Energizer (ENR) Director Receives 1,004 Deferred Phantom Stock Units
Rhea-AI Filing Summary
Rebecca Frankiewicz, a director of Energizer Holdings, Inc. (ENR), reported a non-derivative change on 09/30/2025. She received 1,004 Phantom Stock Units credited under the company's Deferred Compensation Plan in lieu of an annual retainer; each Phantom Stock Unit is the economic equivalent of one share of common stock and is payable in shares upon termination of Board service. The filing shows a reported price of $24.89 and that the reporting person beneficially owns 15,834 shares following the transaction. The Form 4 was signed via attorney-in-fact on 10/01/2025.
Positive
- 1,004 Phantom Stock Units were credited to the reporting person on 09/30/2025
- Phantom Stock Units are defined in the filing as the economic equivalent of one share of common stock
- Phantom Stock Units are payable in shares upon termination of the reporting person's Board service
- Reporting person beneficially owned 15,834 shares following the reported transaction
Negative
- None.
Insights
TL;DR: Director received deferred compensation in Phantom Stock Units totaling 1,004 units; units convert to common shares on termination.

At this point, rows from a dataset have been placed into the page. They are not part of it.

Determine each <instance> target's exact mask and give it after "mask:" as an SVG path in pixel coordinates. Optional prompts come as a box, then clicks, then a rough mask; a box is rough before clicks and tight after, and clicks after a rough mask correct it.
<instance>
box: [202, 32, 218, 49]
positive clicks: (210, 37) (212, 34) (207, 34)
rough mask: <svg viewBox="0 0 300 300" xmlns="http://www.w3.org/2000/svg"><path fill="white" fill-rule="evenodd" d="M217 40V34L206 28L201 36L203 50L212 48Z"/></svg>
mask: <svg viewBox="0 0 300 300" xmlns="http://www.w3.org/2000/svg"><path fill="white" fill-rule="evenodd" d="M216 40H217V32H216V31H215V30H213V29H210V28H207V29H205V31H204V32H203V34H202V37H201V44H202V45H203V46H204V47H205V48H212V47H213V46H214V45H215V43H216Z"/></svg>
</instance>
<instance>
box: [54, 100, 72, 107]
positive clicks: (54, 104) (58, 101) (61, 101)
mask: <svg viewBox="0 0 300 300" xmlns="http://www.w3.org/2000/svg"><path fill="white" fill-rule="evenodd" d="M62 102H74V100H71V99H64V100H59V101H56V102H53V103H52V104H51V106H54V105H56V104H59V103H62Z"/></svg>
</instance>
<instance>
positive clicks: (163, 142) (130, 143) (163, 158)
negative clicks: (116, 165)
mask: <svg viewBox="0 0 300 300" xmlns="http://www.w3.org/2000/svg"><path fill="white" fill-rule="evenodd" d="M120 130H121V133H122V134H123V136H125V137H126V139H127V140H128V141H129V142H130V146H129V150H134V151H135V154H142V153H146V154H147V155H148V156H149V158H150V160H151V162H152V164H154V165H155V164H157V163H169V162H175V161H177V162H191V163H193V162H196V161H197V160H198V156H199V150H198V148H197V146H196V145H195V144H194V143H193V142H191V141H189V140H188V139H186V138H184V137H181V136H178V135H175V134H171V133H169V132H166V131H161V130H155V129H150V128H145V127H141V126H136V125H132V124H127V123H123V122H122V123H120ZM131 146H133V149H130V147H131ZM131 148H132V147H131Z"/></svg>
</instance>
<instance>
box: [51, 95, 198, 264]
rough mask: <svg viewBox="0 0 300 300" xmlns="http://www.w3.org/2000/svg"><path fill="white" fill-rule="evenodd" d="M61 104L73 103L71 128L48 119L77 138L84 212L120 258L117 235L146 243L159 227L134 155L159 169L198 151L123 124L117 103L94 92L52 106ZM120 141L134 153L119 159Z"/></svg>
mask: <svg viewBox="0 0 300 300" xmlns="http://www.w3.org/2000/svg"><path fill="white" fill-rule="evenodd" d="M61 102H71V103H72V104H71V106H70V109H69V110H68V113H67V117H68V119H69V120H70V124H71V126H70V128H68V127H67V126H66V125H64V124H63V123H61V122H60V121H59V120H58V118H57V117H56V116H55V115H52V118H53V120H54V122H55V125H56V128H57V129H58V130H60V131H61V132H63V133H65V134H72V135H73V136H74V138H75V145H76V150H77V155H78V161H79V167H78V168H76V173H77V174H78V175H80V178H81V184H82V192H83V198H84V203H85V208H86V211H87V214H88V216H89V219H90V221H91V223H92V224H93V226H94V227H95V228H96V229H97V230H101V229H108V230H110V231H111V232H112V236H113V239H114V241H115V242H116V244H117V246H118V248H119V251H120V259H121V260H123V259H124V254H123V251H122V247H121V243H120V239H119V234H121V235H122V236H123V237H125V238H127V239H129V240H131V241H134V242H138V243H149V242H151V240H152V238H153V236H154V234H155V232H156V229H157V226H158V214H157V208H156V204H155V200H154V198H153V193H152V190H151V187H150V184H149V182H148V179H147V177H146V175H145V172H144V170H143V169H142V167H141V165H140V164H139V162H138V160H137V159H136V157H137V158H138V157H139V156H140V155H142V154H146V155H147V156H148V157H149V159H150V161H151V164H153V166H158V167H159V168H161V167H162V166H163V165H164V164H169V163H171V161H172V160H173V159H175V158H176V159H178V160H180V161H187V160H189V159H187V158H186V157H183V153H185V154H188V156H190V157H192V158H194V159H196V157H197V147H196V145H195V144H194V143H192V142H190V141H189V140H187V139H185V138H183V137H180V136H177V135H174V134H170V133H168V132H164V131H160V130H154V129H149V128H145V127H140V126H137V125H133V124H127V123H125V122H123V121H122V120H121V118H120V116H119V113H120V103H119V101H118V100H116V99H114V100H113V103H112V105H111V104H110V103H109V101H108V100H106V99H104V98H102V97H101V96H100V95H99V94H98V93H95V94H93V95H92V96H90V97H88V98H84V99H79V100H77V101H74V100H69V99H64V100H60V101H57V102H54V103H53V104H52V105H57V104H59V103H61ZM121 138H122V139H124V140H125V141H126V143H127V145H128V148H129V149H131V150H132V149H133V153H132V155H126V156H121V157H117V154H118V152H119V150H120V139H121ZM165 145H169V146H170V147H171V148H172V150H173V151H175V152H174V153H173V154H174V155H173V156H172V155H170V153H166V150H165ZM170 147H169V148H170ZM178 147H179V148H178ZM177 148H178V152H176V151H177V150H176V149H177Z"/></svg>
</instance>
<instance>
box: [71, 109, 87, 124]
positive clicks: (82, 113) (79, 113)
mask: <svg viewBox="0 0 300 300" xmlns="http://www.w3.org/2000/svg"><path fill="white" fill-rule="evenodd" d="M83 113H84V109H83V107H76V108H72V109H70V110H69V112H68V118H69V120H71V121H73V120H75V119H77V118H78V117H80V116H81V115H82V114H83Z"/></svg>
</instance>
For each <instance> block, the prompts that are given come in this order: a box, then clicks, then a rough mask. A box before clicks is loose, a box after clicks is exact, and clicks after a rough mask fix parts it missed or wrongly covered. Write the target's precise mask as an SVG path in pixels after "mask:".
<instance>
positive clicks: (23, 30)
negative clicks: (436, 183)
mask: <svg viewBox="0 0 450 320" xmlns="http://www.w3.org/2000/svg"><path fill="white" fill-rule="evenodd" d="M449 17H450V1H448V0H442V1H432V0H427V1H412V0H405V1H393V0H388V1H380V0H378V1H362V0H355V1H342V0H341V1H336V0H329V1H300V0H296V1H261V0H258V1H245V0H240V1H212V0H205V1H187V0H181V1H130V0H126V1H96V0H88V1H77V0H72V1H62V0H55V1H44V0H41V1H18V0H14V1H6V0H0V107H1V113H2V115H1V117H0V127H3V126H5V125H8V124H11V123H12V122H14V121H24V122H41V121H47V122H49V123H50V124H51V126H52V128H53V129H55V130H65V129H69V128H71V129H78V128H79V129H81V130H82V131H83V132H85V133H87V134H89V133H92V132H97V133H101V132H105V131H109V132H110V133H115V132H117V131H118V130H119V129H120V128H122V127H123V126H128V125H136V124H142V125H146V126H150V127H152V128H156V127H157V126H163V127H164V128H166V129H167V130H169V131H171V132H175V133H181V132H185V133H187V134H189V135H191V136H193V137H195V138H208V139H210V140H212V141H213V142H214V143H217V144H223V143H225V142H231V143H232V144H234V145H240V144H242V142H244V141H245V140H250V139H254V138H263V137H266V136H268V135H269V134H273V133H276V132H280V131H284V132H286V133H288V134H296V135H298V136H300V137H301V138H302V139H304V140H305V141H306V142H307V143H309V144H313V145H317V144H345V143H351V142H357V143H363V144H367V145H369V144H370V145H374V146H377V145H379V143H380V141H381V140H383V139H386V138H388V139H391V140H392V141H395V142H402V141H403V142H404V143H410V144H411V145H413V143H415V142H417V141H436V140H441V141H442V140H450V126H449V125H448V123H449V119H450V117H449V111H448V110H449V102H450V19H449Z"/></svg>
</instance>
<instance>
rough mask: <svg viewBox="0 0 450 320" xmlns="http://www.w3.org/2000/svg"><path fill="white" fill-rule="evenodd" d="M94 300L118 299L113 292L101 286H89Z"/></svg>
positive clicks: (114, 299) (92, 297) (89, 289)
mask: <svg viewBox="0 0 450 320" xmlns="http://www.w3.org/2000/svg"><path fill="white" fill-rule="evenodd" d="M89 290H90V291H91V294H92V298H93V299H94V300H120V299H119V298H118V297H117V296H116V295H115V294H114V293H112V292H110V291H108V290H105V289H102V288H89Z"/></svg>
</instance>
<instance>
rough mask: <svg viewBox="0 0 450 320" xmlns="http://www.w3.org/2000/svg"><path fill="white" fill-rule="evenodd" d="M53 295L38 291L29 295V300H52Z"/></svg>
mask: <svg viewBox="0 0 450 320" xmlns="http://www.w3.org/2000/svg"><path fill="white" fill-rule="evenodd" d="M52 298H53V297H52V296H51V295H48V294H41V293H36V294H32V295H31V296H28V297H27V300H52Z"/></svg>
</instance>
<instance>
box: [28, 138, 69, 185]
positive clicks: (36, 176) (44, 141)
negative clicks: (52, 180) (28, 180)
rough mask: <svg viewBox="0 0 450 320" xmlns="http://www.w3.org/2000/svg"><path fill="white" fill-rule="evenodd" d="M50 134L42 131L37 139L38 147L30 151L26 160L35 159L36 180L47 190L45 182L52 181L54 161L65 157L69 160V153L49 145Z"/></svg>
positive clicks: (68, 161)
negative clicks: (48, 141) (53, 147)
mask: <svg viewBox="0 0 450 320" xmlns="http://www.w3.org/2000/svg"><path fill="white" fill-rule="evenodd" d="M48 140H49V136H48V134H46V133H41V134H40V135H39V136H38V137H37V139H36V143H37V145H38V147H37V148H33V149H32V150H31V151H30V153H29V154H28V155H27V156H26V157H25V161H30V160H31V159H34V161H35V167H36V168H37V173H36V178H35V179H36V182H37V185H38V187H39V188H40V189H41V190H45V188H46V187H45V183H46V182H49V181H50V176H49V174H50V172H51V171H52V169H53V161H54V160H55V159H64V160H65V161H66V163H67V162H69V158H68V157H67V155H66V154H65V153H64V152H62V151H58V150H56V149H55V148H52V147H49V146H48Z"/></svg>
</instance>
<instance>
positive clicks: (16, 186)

The Form 4 documents a routine deferred-compensation credit rather than an open-market purchase or sale. The filing clearly states the 1,004 Phantom Stock Units were credited on 09/30/2025 to the Reporting Person's balance in the Energizer Stock Unit Fund and are payable in shares upon termination of Board service. The report lists a reference price of $24.89 and shows the reporting person beneficially owning 15,834 shares after the transaction. This is an administrative compensation-related transaction required to be reported under Section 16.
TL;DR: Filing appears complete for a Section 16 disclosure of deferred compensation credited as Phantom Stock Units.
The Form 4 identifies the reporting person, relationship as Director, transaction date 09/30/2025, and the nature of the units with an explanation that Phantom Stock Units are the economic equivalent of one share and payable in shares upon termination. The form is signed by an attorney-in-fact on 10/01/2025. No open-market trades, exercises, or disposals are reported. The filing satisfies the disclosure of a compensation credit under the company's deferred compensation plan.